Originally an Indian hand-painted or hand-printed calico, it became popular in Europe during the sixteenth and seventeenth centuries, when it was imported by the Portuguese and latterly the East India Company.

Decorated with floral motifs and natural forms, this brightly coloured cotton fabric appealed to Europeans in particular. Foremost, cotton was softer than local linen and woollen fabrics, and the shiny vivid finish of chintz looked as expensive as imported silk.

The influx was such that both France and England began to view the imports as a threat to their local mills because they could not produce the fabric themselves.

As a result of this in 1720, the British government banned the import of most cotton textiles into England, followed by the restriction of the sale of most cotton textiles.

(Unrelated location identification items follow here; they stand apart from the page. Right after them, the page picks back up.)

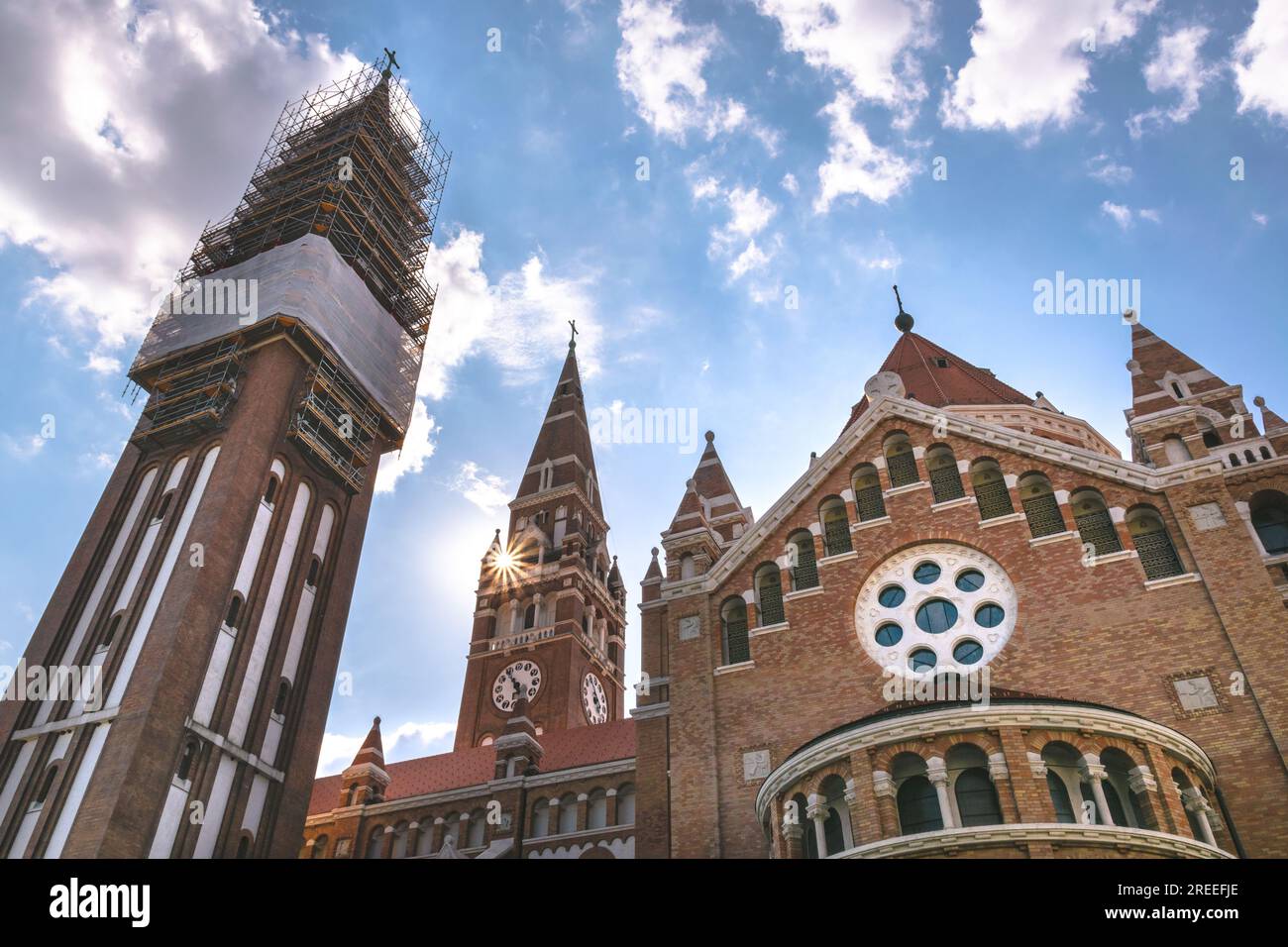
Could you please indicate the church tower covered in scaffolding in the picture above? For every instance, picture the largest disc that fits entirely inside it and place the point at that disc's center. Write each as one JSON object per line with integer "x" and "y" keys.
{"x": 210, "y": 590}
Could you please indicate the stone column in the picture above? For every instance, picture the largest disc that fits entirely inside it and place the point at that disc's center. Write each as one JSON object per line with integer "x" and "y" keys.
{"x": 938, "y": 775}
{"x": 1094, "y": 772}
{"x": 818, "y": 815}
{"x": 883, "y": 787}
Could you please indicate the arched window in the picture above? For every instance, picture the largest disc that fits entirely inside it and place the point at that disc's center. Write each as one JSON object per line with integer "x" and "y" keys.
{"x": 1183, "y": 787}
{"x": 233, "y": 613}
{"x": 915, "y": 797}
{"x": 688, "y": 566}
{"x": 1095, "y": 525}
{"x": 1175, "y": 449}
{"x": 1270, "y": 519}
{"x": 187, "y": 758}
{"x": 1061, "y": 763}
{"x": 1039, "y": 505}
{"x": 809, "y": 840}
{"x": 163, "y": 508}
{"x": 399, "y": 848}
{"x": 283, "y": 692}
{"x": 836, "y": 827}
{"x": 477, "y": 830}
{"x": 540, "y": 818}
{"x": 977, "y": 799}
{"x": 1154, "y": 547}
{"x": 568, "y": 814}
{"x": 918, "y": 806}
{"x": 270, "y": 489}
{"x": 1124, "y": 805}
{"x": 900, "y": 459}
{"x": 769, "y": 592}
{"x": 733, "y": 630}
{"x": 836, "y": 526}
{"x": 990, "y": 486}
{"x": 626, "y": 805}
{"x": 945, "y": 479}
{"x": 800, "y": 553}
{"x": 1211, "y": 438}
{"x": 1060, "y": 799}
{"x": 596, "y": 809}
{"x": 867, "y": 492}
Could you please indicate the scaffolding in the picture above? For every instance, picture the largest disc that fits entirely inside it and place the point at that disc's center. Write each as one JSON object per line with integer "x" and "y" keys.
{"x": 192, "y": 393}
{"x": 355, "y": 162}
{"x": 335, "y": 425}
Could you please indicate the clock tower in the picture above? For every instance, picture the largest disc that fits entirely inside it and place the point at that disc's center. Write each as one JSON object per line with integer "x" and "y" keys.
{"x": 550, "y": 616}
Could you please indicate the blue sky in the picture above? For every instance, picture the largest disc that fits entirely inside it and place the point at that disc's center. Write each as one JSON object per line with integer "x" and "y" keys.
{"x": 790, "y": 153}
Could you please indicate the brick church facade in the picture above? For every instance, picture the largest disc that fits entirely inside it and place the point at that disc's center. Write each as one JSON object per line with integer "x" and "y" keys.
{"x": 1125, "y": 621}
{"x": 970, "y": 628}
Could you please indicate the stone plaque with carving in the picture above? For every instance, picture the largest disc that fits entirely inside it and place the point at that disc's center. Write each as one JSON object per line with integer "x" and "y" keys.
{"x": 755, "y": 766}
{"x": 1207, "y": 515}
{"x": 1196, "y": 693}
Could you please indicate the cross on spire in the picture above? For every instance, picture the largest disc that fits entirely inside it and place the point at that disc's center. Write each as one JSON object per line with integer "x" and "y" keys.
{"x": 390, "y": 59}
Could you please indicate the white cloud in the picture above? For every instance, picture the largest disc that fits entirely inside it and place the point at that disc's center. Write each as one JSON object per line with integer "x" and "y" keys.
{"x": 482, "y": 488}
{"x": 520, "y": 322}
{"x": 1028, "y": 65}
{"x": 854, "y": 163}
{"x": 1108, "y": 171}
{"x": 660, "y": 67}
{"x": 406, "y": 741}
{"x": 1177, "y": 67}
{"x": 417, "y": 447}
{"x": 751, "y": 258}
{"x": 1261, "y": 60}
{"x": 22, "y": 447}
{"x": 867, "y": 46}
{"x": 154, "y": 116}
{"x": 1120, "y": 213}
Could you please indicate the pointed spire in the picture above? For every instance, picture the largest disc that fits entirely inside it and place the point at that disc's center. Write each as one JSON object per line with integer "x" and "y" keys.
{"x": 1270, "y": 423}
{"x": 655, "y": 569}
{"x": 373, "y": 750}
{"x": 708, "y": 493}
{"x": 1158, "y": 369}
{"x": 563, "y": 453}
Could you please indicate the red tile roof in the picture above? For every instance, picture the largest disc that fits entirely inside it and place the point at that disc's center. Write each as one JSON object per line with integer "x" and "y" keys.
{"x": 580, "y": 746}
{"x": 958, "y": 382}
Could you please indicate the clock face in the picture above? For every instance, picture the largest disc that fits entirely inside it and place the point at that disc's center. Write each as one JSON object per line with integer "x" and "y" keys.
{"x": 884, "y": 382}
{"x": 520, "y": 678}
{"x": 592, "y": 698}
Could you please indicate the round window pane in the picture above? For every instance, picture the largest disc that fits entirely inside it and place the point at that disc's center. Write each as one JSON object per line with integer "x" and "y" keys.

Chintz, although today might be largely associated with twee or cutesy armchairs and wallpaper is, in its true form, commonly referred to as a fabric that was not only once highly prized the world over, and helped revolutionise fashion and design, but also changed the course of history, but not for the better.

As Chintz became the cloth that changed the world, tells a story that is “Much larger, and often much less pleasant”, according to Harvard historian Dr Sven Beckert, and is a “Tale of armed trade, colonialism, slavery, and the dispossession of native peoples.”

The founder of Bilimoria adds “Bearing this in mind there is a dance between countries and cultures that have been happening and continues to do so, with influences turning into what could be seen as a whole new style of this modern-day world citizen.”